L’une des conséquences de ces injonctions contradictoires, s’illustre par des procédures non applicables, pouvant conduire à ne pas reprendre le travail. L’autre effet est de dégrader l’estime de soi et de renforcer le sentiment de culpabilité des personnes qui reprennent le travail, car elles se trouvent face à une forme de « harcèlement contractuel » (cf Marie Pezé) : Celui de devoir respecter des procédures non conciliables avec la réalité de l’activité.

Le corollaire est de voir apparaître des tensions ou des conflits entre collègues et collaborateurs face à l’organisation du travail déstabilisant de facto, les équilibres nécessaires à la bonne réalisation des missions.

La première étape pour sortir de ces situations, est bien sûr de dénoncer le paradoxe puis de pointer les raisons de la complexité d’appliquer toutes les règles. Il est nécessaire d’entendre et d’accepter ce constat, afin d’inviter le débat à un autre endroit, celui du cœur de l’activité. Ces actions permettent de redonner le juste sens au travail et d’apaiser le niveau de culpabilité. Ceci revient à changer de niveaux logiques et de niveaux de sens.

Faut-il rappeler que le travail est aussi une façon de se construire individuellement et collectivement ?
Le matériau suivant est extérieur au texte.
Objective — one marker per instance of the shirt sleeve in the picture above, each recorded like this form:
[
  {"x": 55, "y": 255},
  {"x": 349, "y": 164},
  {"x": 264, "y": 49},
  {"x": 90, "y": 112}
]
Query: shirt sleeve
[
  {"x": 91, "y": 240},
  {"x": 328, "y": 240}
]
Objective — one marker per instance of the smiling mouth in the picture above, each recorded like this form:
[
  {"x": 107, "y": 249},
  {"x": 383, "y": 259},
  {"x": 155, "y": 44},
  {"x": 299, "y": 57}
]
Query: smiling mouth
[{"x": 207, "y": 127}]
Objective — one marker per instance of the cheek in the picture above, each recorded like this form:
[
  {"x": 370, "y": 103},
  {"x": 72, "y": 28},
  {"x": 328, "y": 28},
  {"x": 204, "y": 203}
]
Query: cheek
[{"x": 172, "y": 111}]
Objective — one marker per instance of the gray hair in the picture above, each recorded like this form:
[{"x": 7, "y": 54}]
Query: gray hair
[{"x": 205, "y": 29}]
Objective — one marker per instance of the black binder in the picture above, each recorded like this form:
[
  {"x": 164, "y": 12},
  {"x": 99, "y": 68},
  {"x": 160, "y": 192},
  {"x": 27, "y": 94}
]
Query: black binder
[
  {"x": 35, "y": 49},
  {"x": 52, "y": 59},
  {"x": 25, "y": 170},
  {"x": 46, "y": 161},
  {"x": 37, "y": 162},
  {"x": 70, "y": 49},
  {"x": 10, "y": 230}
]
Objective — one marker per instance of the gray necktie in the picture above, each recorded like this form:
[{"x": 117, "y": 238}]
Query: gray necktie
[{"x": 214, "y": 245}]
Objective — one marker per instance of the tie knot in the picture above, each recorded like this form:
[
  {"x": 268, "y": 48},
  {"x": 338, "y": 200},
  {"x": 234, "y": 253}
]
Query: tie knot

Christophe Dejours et Marie Pezé, spécialistes de la souffrance au travail, nous expliquent depuis plusieurs années, les effets néfastes sur la santé, d’activités de plus en plus règlementaires et cadencées qui « appauvrissent » le sens même du travail. Autant, il faut améliorer la sécurité et prévenir les risques, sans confondre la promesse que fait le travail ; celui d’une opportunité d’accomplissement individuel et collectif. Dans ce contexte singulier et sans précédent de pandémie, le travail doit être un outil pacificateur pour le collectif. Le niveau de « souffrance » que chaque personne au travail est prête à accepter, c’est l’effort qu’elle produit pour parvenir au plaisir de réussir, tout simplement, de bien faire son travail.

Or, on le sait, ce qui fait la réussite du travail, c’est-à-dire la satisfaction de la mission bien accomplie, c’est le travail réel, ce qui échappe aux procédures.

Il est essentiel de se soucier de l’objet du travail et de le mettre en discussion avec l’ensemble des collaborateurs, avant de réfléchir à la mise en application des règles et procédures qui le régisse.

Nous savons que le travail n’est pas neutre, il nous permet de nous accroitre, de nous épanouir, ou bien il peut nous détruire. Travailler c’est impliquer autrui et dans ce contexte encore plus. La perspective que les marges de manœuvres se réduisent encore pour exercer correctement ces missions renforce en effet, le risque de peur, de culpabilité voire de perte de confiance en soi et en ses compétences.

C’est pourquoi dans cette période complexe, il s’agit d’écouter les salariés sur comment ils vivent la réalité de leur travail dans tous ces changements et ce qu’ils peuvent en faire pour reprendre la main sur leur façon d’accomplir leurs missions.

Ce temps passé à bien le faire en se concentrant sur ce qui nous réunit est du temps gagné pour éviter une vague de situations complexes de syndromes de souffrance au travail. Il faut garder à l’esprit, qu’il s’agit d’un investissement humain plus qu’un coût. J’espère que cette situation sidérante permettra à chacun de donner les priorités à ce qui a véritablement de la valeur.